Expectation-maximization and Gibbs sampling in quantification

Let’s analyse how to estimate how many cats and dogs can be found in an unlabeled data set.
Author

Paweł Czyż

Published

January 21, 2024

Consider an unlabeled image data set \(x_1, \dotsc, x_N\). We know that each image in this data set corresponds to a unique class (e.g., a cat or a dog) \(y\in \{1, \dotsc, L\}\) and we would like to estimate how many images \(x_i\) belong to each class. This problem is known as quantification and there exist numerous approaches to this problem, employing an auxiliary data set. Albert Ziegler and I were interested in additionally quantifying uncertainty1 around such estimates (see Ziegler and Czyż 2023) by building a generative model on summary statistic and performing Bayesian inference.

We got a very good question from the reviewer: if we compare our method to point estimates produced by an expectation-maximization algorithm (Saerens, Latinne, and Decaestecker 2001) and we are interested in uncertainty quantification, why don’t we upgrade this method to a Gibbs sampler?

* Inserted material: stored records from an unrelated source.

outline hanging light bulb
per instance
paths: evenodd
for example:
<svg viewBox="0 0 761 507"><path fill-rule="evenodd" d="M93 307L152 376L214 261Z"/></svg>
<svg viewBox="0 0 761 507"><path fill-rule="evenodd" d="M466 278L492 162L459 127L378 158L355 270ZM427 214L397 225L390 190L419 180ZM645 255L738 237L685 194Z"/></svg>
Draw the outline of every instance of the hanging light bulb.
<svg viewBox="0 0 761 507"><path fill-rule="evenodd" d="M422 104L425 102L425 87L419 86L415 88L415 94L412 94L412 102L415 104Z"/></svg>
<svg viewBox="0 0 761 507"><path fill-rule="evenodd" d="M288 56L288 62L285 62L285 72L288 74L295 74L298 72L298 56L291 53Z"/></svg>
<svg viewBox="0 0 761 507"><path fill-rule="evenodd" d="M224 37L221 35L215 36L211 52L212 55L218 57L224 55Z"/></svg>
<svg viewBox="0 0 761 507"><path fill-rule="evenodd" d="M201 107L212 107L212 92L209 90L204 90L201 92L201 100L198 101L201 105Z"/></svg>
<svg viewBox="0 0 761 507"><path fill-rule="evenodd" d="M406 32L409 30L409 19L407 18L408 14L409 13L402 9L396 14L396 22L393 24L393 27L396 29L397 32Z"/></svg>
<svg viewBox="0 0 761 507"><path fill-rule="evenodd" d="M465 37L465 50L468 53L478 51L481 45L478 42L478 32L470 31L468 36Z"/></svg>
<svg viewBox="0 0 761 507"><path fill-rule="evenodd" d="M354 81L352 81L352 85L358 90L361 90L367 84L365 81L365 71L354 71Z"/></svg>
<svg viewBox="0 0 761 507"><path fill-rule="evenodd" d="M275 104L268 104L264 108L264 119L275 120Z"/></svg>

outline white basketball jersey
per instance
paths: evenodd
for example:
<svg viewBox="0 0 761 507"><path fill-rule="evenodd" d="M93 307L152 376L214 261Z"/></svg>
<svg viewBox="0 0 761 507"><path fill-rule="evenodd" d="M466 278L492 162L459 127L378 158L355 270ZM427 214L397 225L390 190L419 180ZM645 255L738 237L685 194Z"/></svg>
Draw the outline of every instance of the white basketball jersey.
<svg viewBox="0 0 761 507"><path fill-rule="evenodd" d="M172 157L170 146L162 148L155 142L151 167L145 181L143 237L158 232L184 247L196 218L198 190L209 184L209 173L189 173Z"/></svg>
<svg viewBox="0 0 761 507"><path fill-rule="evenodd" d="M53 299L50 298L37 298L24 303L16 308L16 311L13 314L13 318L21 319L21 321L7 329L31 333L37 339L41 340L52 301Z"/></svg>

I like this question, because it’s very natural to ask, yet I overlooked the possibility of doing it. As Richard McElreath explains here, Hamiltonian Markov chain Monte Carlo is usually the preferred way of sampling, but let’s see how exactly the expectation-maximization algorithm works in this case and how to adapt it to a Gibbs sampler.

Modelling assumptions

The model is very similar to the one used in clustering problems: for each object we have an observed random variable \(X_i\) (with its realization being the image \(x_i\)) and a latent random variable \(Y_i\), which is valued in the set of labels \(\{1, \dotsc, L\}\).

Additionally, there’s a latent vector \(\pi = (\pi_1, \dotsc, \pi_L)\) with non-negative entries, such that \(\pi_1 + \cdots + \pi_L = 1\). In other words, vector \(\pi\) is the proportion vector of interest.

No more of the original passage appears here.